ローヴィルにクリスティーヌ・クラウスを連れて行くわけにはいかなかった。多勢に無勢。市民が大挙して少女を魔女狩りの対象としてとらえようとしたならば、とても抑えることはできない。町から離れすぎず、また、万が一には町に戻れるような場所に野営するのが得策である。おそらく日が沈んでいる間は町の人々は家から一歩も外に出ないであろう。
「御嬢さん様子はどうだ」
ゲルトナーはクリスが休んでいるテントの前に座り込んでいるジャンに声を掛けた。
「あれだけ怖い目に会ったのです。精神的に相当堪えているのだと思います。ですが、やはりそれだけではないのでしょうね。クリスの怯え方は……」
ゲルトナーは考えた。できることなら女性に看護を任せたい。しかし、ここではそれもままならない。早く帝国に帰還しなければならない。そこにエーベルハルトが現れた。
「彼女から目を離すなよ。疲れているのはわかる。必要ならば他のものと交代でもいい」
「大丈夫です。僕はこんな身体で、他に役に立ちそうにありませんから。これだけは僕にやらせてください」
「帝国に行けば、クリスは医者に診てもらえますか?」
「そうだな。それは我々が何とかする」
エーベルハルトは、ジャンを力づけ、そしてハインリッヒとゲルトナーに目で合図を送った。

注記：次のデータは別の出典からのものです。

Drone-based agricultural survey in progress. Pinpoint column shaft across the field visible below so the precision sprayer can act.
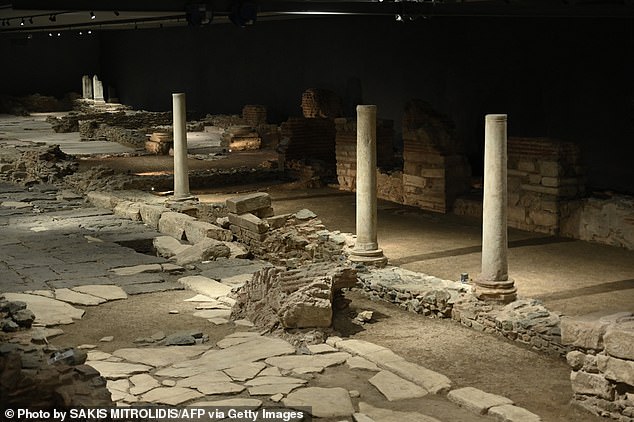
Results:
[476,114,516,301]
[172,93,191,199]
[350,105,387,266]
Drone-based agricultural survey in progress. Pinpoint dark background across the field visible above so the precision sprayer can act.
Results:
[0,17,634,194]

「苦労性だ、心配性だといわれるかもしれんが、どうも、これで幕が下りたとは思えない。すまないがあの御嬢さんを無事に帝国に連れて行くまではくれぐれもお願いする。」
「殺気のようなものはこのあたりからは消えました。しかし、どうにも空気が重い。用心するに越したことはないでしょう」
ゲルトナーは周りを見渡しながら言った。
「それは任せてください。しかし、エーベルハルト殿にはなにか、特別気になることでもおありか? もし差支えがなければ、そのあたりのことをお話しいただけると、こちらも動きやすい」
「確信はないのだ。ワシとエドモンド司祭は枢機卿の命を受けてこの地に訪れた。枢機卿がいかにして、この地の異変を察知したのか。また、ハインリッヒ殿を時間差で、それも敵と渡り合える最低限の人員で派遣したのか。枢機卿は常に先を見越して手を打っている。この状況も予測しているとしているのであれば、また、なにかしらの動きがあるかもしれない。そしてそれが必ずしも、我々に好意的であるとは限らない。ワシはそれが気がかりなのだ」
エーベルハルトは顎鬚をいじりながら信頼できる二人の戦友に思うところを話した。
「なるほど。そういうことであれば、備えはしておきましょう。クリスはテントではなく、馬車に移して休ませた方がよいでしょう。いざという時に、すぐに移動できるように」
ゲルトナーは、すぐに手筈を整えた。
「エーベルハルト殿、私は楽観主義者です。おっしゃるように枢機卿の異常なまでの手際の良さは不気味ではありますが、だとすれば、おそらく援軍、それも我々を戦場から離脱できるような取り計らいをしてくるように思えます。その意味では、無理をしてでも先に進むという選択肢も考えてみてもいいでしょう」
ハインリヒは熱心にそう信じ込んでいるわけではなかった。しかし、マイナスの要素だけに目を向け、プラスの要素を信じないのは、それはそれで選択肢を自ら狭めることになる。エーベルハルトの意見に賛同はするが、アンチテーゼも提示する。いつもはゲルトナーがハインリッヒに対してやっていることである。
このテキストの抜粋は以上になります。